Ela riu, concordando.
- Fala você - disse passando a mão sobre meu braço. Seus olhos mudaram de direção novamente, olhando para trás de mim.
- Ahm, você não vai ficar achando besteira se eu perguntar né?
- Só posso responder isso quando você fizer a pergunta.
- Você e a Jéssica.. Vocês - tentei gesticular alguma coisa com as mãos - vocês, sabe?
- Nós o que?
- Vocês tão tendo alguma coisa?
Vi que sua expressão fechara mais um pouco, ficando levemente corada. Realmente, parecíamos duas menininhas da escolinha.
- Alguma coisa tipo o que?
- Sei lá, alguma coisa - me arrependi um pouco de ter puxado aquele assunto.
Ela ficou em silêncio.
- Quem cala consente - falei mais para mim do que para ela.
- Consenti do que? Não sei do que você está falando.
Fiz que "não sabe?" com os olhos.
- Não sabe?
- Não - porém sua voz não tinha nenhuma sinceridade.
- Como eu posso ser mais clara.. - falei olhando para os lados, Jéssica ainda não havia saído do trocador.
- Tente me perguntando o que você quer me perguntar - olhou para mim, diretamente nos meus olhos.
- Vocês estão ficando? - falei também para seus olhos. Seu olhar nem piscou quando perguntei. Ficamos assim por algum tempo que não sei quanto.

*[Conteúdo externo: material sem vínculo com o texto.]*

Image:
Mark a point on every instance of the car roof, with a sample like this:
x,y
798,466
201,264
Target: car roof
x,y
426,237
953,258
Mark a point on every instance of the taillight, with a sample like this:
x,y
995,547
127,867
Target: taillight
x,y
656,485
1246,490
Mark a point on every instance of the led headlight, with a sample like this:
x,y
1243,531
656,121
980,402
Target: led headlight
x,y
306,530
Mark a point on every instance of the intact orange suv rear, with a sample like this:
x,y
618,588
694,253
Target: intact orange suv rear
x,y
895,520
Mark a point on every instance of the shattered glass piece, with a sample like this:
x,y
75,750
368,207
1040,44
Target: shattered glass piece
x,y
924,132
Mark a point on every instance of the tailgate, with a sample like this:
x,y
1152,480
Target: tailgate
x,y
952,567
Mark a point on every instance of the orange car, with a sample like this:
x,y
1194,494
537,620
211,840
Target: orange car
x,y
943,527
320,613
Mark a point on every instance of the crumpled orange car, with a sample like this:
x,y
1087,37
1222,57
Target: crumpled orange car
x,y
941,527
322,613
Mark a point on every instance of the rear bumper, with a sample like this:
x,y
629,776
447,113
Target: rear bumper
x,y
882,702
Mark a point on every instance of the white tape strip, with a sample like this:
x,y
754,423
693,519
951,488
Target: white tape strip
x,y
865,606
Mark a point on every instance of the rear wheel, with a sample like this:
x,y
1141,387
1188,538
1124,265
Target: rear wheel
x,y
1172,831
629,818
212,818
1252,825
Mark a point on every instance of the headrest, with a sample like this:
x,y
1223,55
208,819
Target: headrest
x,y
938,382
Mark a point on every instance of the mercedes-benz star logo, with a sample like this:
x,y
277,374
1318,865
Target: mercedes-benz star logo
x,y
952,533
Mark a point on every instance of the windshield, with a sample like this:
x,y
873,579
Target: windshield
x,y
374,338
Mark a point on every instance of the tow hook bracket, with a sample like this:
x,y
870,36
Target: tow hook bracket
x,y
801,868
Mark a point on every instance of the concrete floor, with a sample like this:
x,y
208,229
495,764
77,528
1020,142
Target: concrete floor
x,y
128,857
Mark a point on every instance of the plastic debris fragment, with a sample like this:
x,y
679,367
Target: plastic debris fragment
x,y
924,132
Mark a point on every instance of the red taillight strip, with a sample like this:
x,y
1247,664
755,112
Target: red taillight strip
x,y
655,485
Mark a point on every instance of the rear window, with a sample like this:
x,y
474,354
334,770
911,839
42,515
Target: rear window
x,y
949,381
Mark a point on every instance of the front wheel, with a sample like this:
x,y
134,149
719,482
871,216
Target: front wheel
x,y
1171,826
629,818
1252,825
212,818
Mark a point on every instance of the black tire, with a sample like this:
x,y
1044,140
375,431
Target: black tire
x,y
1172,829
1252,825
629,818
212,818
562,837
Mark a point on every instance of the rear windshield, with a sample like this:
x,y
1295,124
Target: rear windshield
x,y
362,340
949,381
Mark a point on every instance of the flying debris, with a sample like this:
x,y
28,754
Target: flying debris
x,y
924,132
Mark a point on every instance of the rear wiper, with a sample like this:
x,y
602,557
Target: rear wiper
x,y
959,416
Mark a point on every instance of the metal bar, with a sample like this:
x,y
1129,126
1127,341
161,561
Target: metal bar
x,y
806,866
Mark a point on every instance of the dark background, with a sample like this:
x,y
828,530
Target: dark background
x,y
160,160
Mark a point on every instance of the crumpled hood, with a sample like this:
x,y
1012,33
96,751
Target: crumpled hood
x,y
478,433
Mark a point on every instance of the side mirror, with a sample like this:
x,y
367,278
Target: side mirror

- Complicada essa sua pergunta - falou enfim.
- Complicada?
- É.
- Por quê?
- Porque sim.
- Mas se é complicado para responder, é porque vocês têm né? Tudo bem, não tem problema.
- Não tem?
- Não, mesmo. - porém meu coração ficara apertado. Enfim tinha a minha resposta. Yumi podia ficar com homens, mas também ficava com mulheres. E estava ficando com a lambisgoia da Jéssica e não comigo. Fiquei imediatamente triste. Então eu tinha perdido minha chance de ficar com ela. E não me interessava o que eu sentia por ela, apenas sabia que Jéssica não era uma pessoa boa o suficiente para ela.
- Não tem - reforcei, porém minha voz saíra meio falsa.
Ela concordou com a cabeça.
- E você?
- E eu o que?
- O que ta pegando?
- Pegando o que?
Apontou para meu pescoço.
- Bati no armário do banheiro.
Ela sorriu - acredito.
Sai de perto dela. Fui para a saída da loja esperar as duas voltarem. Estava com uma maldita lágrima no olho querendo cair. Ela estava ficando com a Jéssica. Que merda, pensei. Não achava que iria ficar tão triste com aquela resposta, afinal só não desconfiava quem não queria.
Comecei a andar meio sem rumo. Caminhando entre as poucas pessoas que estavam naquele pequeno shopping quase a beira-mar.